SHAKESPEARE - Agora vejo com clareza, sois muito diferente. Uma rainha assim, sei lá, com cara de tia da gente.

ELIZABETH - Mas o reino é o mesmo, a mesma ilha coroada. A mesma raça de reis, e a coroa o mesmo fardo. Só nos falta…

SHAKESPEARE - O quê?

ELIZABETH - Um bardo.

SHAKESPEARE - Entendo! Não quereis meus ossos nem minha carne, não é a ressurreição que minha acena. Quereis meu espírito… e minha pena.

ELIZABETH - Sim, cantai, bardo, como fizestes um dia, as glórias e os feitos, o esplendor e o tutano deste novo tempo - elizabethano.

SHAKESPEARE - A tarefa, confesso, me atrai, embora esteja enferrujado. Ah, rechear outra vez mil folhas com versos de lado a lado! Plenos de sangue e luxúria, de vida, de som e de fúria. Contai-me, rainha, tudo, sem esquecer um pajem: quem fez o que com quem, com que calhordice ou coragem.

ELIZABETH - Bem. Meu tio Eduardo, um romântico…

SHAKESPEARE - Já preparo o cântico… “Matou dezessete sobrinhos e morreu com a mente insana.”

ELIZABETH - Não. Casou com uma americana.

SHAKESPEARE - Esqueci esse. Quem mais? Que heróis? Que vilões? Quem espantou o mundo com sua vida e espantará o inferno com sua morte?

ELIZABETH - Tem Felipe, meu consorte.

SHAKESPEARE - Ah, pressinto um personagem… Conspira, transpira, se esgueira? Queima com a chama terrível do eterno enjeitado?

ELIZABETH - Não, é até meio apagado.

SHAKESPEARE - E os príncipes? Estes inspiram a nação. Qual deles é o guerreiro? Qual o alegre fanfarrão? Algum filósofo? Algum esteta? Pelo menos um mau poeta? Qual o carneiro, qual o lobo?

ELIZABETH - Nem uma coisa nem outra…

SHAKESPEARE - Nessa corte só tem bobo!

ELIZABETH - Esperai. Há um que o povo inspira, e não há quem não agite, dos condados à rua Fleet. Andrew é o seu nome, e tem histórias de sobra.

SHAKESPEARE - E o destino trágico dos príncipes está em toda a minha obra. Ser aquele que o reino ama, e pelo reino quebra a cara. Esse Andrew…

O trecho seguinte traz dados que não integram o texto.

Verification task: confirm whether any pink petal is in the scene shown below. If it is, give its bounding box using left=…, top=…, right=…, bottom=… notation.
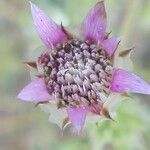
left=89, top=103, right=103, bottom=115
left=82, top=1, right=107, bottom=42
left=17, top=78, right=50, bottom=102
left=101, top=37, right=120, bottom=57
left=31, top=3, right=67, bottom=48
left=110, top=69, right=150, bottom=94
left=67, top=106, right=88, bottom=134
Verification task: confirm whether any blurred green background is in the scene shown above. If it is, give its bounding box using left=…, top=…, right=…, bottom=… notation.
left=0, top=0, right=150, bottom=150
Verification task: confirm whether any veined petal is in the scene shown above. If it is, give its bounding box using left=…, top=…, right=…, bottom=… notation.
left=17, top=78, right=50, bottom=102
left=40, top=103, right=70, bottom=129
left=101, top=37, right=120, bottom=57
left=31, top=3, right=67, bottom=48
left=67, top=106, right=88, bottom=134
left=110, top=69, right=150, bottom=94
left=103, top=93, right=123, bottom=118
left=82, top=1, right=107, bottom=42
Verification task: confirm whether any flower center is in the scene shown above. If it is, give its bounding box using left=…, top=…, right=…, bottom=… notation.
left=38, top=39, right=112, bottom=106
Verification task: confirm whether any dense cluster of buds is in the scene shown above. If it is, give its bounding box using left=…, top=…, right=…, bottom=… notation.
left=18, top=1, right=150, bottom=133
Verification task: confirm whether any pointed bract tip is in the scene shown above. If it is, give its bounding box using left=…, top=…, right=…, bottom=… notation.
left=30, top=2, right=67, bottom=48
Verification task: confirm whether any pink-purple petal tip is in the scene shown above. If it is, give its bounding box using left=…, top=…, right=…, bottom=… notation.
left=17, top=78, right=50, bottom=102
left=67, top=106, right=88, bottom=134
left=30, top=2, right=67, bottom=48
left=101, top=37, right=121, bottom=57
left=110, top=69, right=150, bottom=95
left=82, top=1, right=107, bottom=42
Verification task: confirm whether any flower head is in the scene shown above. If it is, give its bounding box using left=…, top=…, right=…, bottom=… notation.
left=18, top=1, right=150, bottom=133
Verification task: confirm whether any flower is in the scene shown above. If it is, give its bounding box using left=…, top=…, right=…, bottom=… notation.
left=18, top=1, right=150, bottom=133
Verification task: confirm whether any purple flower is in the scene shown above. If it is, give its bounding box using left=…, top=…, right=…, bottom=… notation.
left=18, top=2, right=150, bottom=133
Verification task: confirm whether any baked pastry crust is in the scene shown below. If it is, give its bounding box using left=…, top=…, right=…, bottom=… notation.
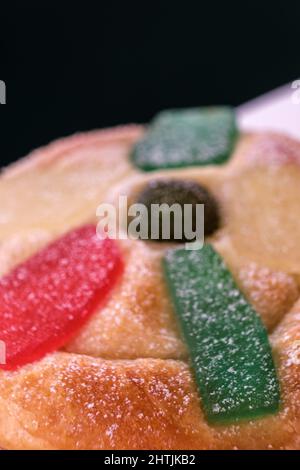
left=0, top=126, right=300, bottom=449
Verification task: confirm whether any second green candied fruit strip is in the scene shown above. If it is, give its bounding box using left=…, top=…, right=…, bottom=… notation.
left=163, top=245, right=280, bottom=423
left=131, top=107, right=238, bottom=171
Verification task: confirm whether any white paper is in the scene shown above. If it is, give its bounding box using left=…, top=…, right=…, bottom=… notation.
left=237, top=80, right=300, bottom=138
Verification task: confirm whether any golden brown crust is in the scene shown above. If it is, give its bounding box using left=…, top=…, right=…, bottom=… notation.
left=0, top=127, right=300, bottom=449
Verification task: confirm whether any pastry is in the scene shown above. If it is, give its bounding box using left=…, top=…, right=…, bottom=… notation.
left=0, top=109, right=300, bottom=450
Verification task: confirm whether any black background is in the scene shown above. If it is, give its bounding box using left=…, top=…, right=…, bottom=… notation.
left=0, top=0, right=300, bottom=165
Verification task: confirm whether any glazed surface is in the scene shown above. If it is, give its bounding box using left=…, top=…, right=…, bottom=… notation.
left=0, top=126, right=300, bottom=449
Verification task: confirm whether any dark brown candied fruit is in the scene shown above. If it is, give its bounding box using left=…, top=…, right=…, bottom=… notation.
left=136, top=179, right=220, bottom=243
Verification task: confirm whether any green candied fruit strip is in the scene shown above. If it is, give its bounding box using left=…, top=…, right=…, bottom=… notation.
left=131, top=107, right=238, bottom=171
left=163, top=245, right=280, bottom=423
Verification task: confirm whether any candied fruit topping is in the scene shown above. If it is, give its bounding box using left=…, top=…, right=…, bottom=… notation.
left=0, top=225, right=123, bottom=370
left=163, top=245, right=280, bottom=423
left=131, top=107, right=238, bottom=171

ELIZABETH - Namorou uma pornostar e vai casar com uma Sarah.

SHAKESPEARE - Sim. Humm. Tudo bem. Não repareis, soberana, mas vou voltar a dormir, seja na tumba seja na cama. Dormir, talvez sonhar, tanto faz - desde que eu volte à paz. Tente Coward, Wilde, Shaw, os três juntos ou um só. Pois os tempos são elizabethanos mas não são nada shakespearianos.